Proofs, historical tidbits, asides

In his lecture on Archimedes, Conway wove together the nuances of the ancient Greek's mathematical proofs with historical tidbits and asides about his own favorite books. He explained that he has been enamored of Archimedes ever since he read his proof of the formula for the perimeter of a circle.

"When I saw these theorems," he said, "my feeling was 'How is he going to fudge it?' I knew it was impossible, absolutely impossible, to prove this from Euclid's postulates. So I turned a few pages and got a spinetingling feelingbecause Archimedes didn't fudge it, not one little bit."

The palimpsest, which contains six books by Archimedes, was originally written in the 12th century. (Religious texts were written over the math a century later.) It is the only text of Archimedes in Greek, which is especially important, Conway noted, because the extant Latin translations were done by scholars who lacked a profound understanding of math.

When Conway found out that the palimpsest was going to be sold at Christie's Auction House last fall, he lobbied for Princeton to buy it. He convinced the University to put in a bid for $1.2 million, but the document sold for more than $2 million to a private collector. Fortunately, Conway said, the new owner has pledged to make the document available for study.

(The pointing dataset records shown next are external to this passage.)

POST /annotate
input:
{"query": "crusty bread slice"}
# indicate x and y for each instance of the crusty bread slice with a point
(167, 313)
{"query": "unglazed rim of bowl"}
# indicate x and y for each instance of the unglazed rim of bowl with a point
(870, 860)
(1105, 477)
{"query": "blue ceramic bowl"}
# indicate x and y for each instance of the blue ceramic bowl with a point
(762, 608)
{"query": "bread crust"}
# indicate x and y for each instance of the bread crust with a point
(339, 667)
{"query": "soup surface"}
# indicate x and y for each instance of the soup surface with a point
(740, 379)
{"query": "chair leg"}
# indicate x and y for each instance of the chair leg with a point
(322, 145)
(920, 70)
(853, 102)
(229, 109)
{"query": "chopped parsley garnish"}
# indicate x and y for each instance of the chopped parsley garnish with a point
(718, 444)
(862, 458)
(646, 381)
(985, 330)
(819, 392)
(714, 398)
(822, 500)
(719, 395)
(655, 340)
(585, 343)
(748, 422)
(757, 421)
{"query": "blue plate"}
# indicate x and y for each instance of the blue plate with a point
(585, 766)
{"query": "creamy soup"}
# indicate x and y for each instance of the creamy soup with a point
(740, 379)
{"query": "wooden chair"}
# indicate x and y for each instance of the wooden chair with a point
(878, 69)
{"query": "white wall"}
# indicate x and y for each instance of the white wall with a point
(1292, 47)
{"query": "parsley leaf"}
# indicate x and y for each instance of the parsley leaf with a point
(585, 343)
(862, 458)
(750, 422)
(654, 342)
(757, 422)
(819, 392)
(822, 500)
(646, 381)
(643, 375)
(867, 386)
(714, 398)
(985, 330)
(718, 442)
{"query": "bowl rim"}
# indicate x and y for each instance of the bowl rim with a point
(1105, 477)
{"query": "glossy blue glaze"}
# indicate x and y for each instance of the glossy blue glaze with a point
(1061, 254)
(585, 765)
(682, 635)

Despite the emphasis on history in his public lectures, Conway's real goal is to convey the most fascinating aspects of the math itself. His second lecture addressed the work of Kurt Gödel and the concept of uncertainty; the third focused on the set theory and infinite numbers of Georg Cantor; and the fourth turned to Conway's own surreal numbers. The topic of the next lecture, at 8:00 pm on November 17, is "Geometry, Logic and Physics."

"Syracuse was the math capital of the Greek world; Princeton is the math capital of the modern world," quipped physics professor Kirk McDonald at one lecture. "I grew up in Arizona, and you'd hear about these great mathematicians on the East Coast, and occasionally you'd hear about this guy John Conway. And now here we are actually hearing him."